Compañero Óscar Puente, ganar unas primarias no otorga patente de corso para imponer una política de pensamiento único. La lealtad no consiste en guardar silencio y obedecer, sino en ayudar, algunas veces, haciendo ver los errores que se cometen. La lealtad nunca debe ser hacia las personas (insisto, aquí no estamos para hacer amistades…) sino hacia los proyectos transformadores en el sentido correcto para mejorar la vida de los ciudadanos y ciudadanas. No hay otra. El socialismo es la defensa de la libertad individual y colectiva, es la defensa de la igualdad de oportunidades, pero también es deber, compromiso con tu país y sus gentes y, sobre todo, respeto. Los compañeros Alfonso Guerra, Felipe González o Rodríguez Ibarra han luchado y sangrado para que todos tengamos y disfrutemos ahora de una libertad de expresión que no se le puede negar a nadie, y mucho menos a ellos. Pero aún es peor que se les mande callar cuando ejercen esa libertad, lealmente, para ayudar al partido.

¿Y el asunto de la moralidad? Si es que, compañero Óscar, la cosa empeora por momentos. ¿Qué clase de partido estamos construyendo ahora Óscar, uno de pensamiento único? ¿Un partido de superioridades morales donde unos seres “superiores” (tú entre ellos) estáis en posesión de la verdad absoluta? Por desgracia se van acumulando ya varías actuaciones en ese sentido: expulsión “a patadas” de compañeros en Ferraz, ausencia de comunicación con importantes dirigentes regionales del partido, injerencias inadmisibles en elecciones primarias supuestamente libres, y ahora, como no podía ser de otro modo, han llegado las “superioridades morales”.

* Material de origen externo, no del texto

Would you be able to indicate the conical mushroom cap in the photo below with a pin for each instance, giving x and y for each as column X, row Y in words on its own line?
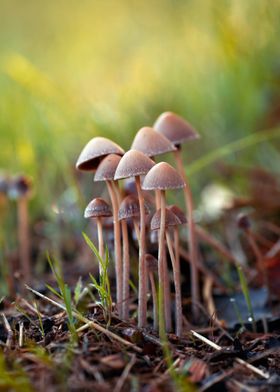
column 133, row 163
column 97, row 208
column 94, row 150
column 151, row 143
column 175, row 128
column 107, row 168
column 170, row 219
column 130, row 208
column 151, row 262
column 179, row 213
column 163, row 176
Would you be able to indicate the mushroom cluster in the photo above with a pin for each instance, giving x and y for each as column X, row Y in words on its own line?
column 110, row 163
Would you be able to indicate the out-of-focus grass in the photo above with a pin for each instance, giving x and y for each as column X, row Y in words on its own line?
column 70, row 70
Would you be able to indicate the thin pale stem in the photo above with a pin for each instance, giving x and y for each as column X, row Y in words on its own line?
column 155, row 300
column 100, row 242
column 192, row 238
column 161, row 247
column 126, row 260
column 126, row 270
column 166, row 284
column 117, row 246
column 23, row 237
column 142, row 278
column 177, row 284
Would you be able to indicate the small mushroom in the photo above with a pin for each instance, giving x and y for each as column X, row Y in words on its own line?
column 178, row 131
column 134, row 164
column 105, row 172
column 94, row 151
column 162, row 177
column 172, row 221
column 152, row 267
column 98, row 208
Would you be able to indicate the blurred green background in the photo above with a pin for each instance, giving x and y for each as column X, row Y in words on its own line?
column 70, row 70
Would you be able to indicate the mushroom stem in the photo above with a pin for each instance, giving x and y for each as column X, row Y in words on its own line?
column 192, row 238
column 136, row 229
column 166, row 285
column 100, row 242
column 23, row 237
column 155, row 300
column 126, row 270
column 161, row 248
column 176, row 274
column 126, row 261
column 142, row 290
column 117, row 246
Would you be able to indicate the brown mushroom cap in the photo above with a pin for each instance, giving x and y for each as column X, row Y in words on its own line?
column 97, row 208
column 130, row 208
column 107, row 168
column 170, row 219
column 94, row 150
column 179, row 213
column 175, row 128
column 133, row 163
column 163, row 176
column 151, row 143
column 151, row 262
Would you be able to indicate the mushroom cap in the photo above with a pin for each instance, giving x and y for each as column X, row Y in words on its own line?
column 130, row 208
column 163, row 176
column 179, row 213
column 175, row 128
column 94, row 150
column 151, row 143
column 133, row 163
column 170, row 219
column 107, row 168
column 97, row 208
column 151, row 262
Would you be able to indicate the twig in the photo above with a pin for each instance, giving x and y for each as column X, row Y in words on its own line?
column 90, row 323
column 238, row 360
column 125, row 374
column 20, row 340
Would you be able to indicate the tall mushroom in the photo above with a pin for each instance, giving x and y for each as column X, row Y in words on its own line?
column 152, row 267
column 152, row 144
column 134, row 164
column 172, row 221
column 129, row 208
column 162, row 177
column 98, row 208
column 178, row 131
column 106, row 172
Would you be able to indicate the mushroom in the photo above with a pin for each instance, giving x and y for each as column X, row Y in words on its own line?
column 98, row 208
column 152, row 267
column 105, row 172
column 178, row 131
column 94, row 151
column 134, row 164
column 152, row 143
column 162, row 177
column 90, row 157
column 172, row 221
column 20, row 190
column 129, row 208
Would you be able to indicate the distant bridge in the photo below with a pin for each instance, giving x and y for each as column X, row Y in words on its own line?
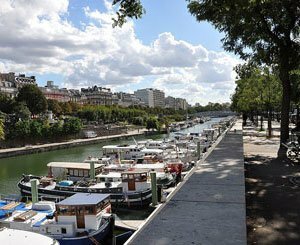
column 215, row 113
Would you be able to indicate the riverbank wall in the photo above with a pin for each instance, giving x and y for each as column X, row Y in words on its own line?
column 11, row 152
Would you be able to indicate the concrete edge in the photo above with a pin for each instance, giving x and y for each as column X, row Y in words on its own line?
column 161, row 206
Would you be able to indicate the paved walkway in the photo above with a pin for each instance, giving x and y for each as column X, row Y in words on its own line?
column 210, row 207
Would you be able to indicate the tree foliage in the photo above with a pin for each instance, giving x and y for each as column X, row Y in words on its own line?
column 34, row 99
column 265, row 31
column 152, row 123
column 6, row 104
column 21, row 110
column 2, row 132
column 54, row 106
column 256, row 90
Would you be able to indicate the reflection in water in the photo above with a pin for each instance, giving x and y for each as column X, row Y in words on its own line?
column 11, row 169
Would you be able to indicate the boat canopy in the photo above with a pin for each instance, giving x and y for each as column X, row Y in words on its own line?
column 75, row 165
column 82, row 199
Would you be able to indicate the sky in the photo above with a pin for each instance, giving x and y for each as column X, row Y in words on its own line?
column 73, row 43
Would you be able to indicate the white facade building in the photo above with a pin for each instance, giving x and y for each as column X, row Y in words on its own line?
column 151, row 97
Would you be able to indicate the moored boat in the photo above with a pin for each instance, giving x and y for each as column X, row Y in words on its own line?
column 81, row 219
column 132, row 191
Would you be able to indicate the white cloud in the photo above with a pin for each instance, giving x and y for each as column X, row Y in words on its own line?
column 40, row 39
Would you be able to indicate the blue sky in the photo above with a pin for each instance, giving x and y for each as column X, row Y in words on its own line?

No existen, compañero Óscar, las superioridades morales. Todas las personas tienen derecho a expresar su opinión y a hacer sus propios análisis en función de las variables que conocen y manejan, y, por tanto, llegar a conclusiones diferentes. No existen ideologías mejores o peores, sino una instrumentalización benévola o canallesca de las mismas; son los ciudadanos los que, en política, dan y quitan la razón. El radicalismo del pensamiento único lleva al aislamiento político en la sociedad (donde siempre han estado formaciones “a la izquierda” y “moralmente superiores” al PSOE, por ejemplo…), y a la destrucción del propio partido por ahogamiento, asfixia y mortandad del pensamiento libre. Quiero creer, compañero Óscar, que simplemente has cometido un exceso verbal, y que aquellos que dirigís actualmente el partido no nos estáis llevando al callejón sin salida del radicalismo; para eso ya están otros partidos políticos. No hace falta otro partido radical más. Por favor, el PSOE, no. Para gobernar hay que parecerse a la sociedad a la que se aspira a gobernar. Y la sociedad española es diversa (como muy bien entendió Rodríguez Zapatero), siendo así como debe ser el PSOE. Si no cabemos todos, aquí no cabe nadie, compañero Óscar. Ni siquiera tú.

Siempre suelo terminar aludiendo al deber, en este caso de la dirección de nuestro partido. Tiene el deber de hacer de éste un partido amable, acogedor, diverso y transparente. Un partido que pueda ser “votado” por la mayoría de los españoles y españolas. España lo necesita y así lo está demandando. Espero que nuestra dirección esté a la altura y cumpla con su deber.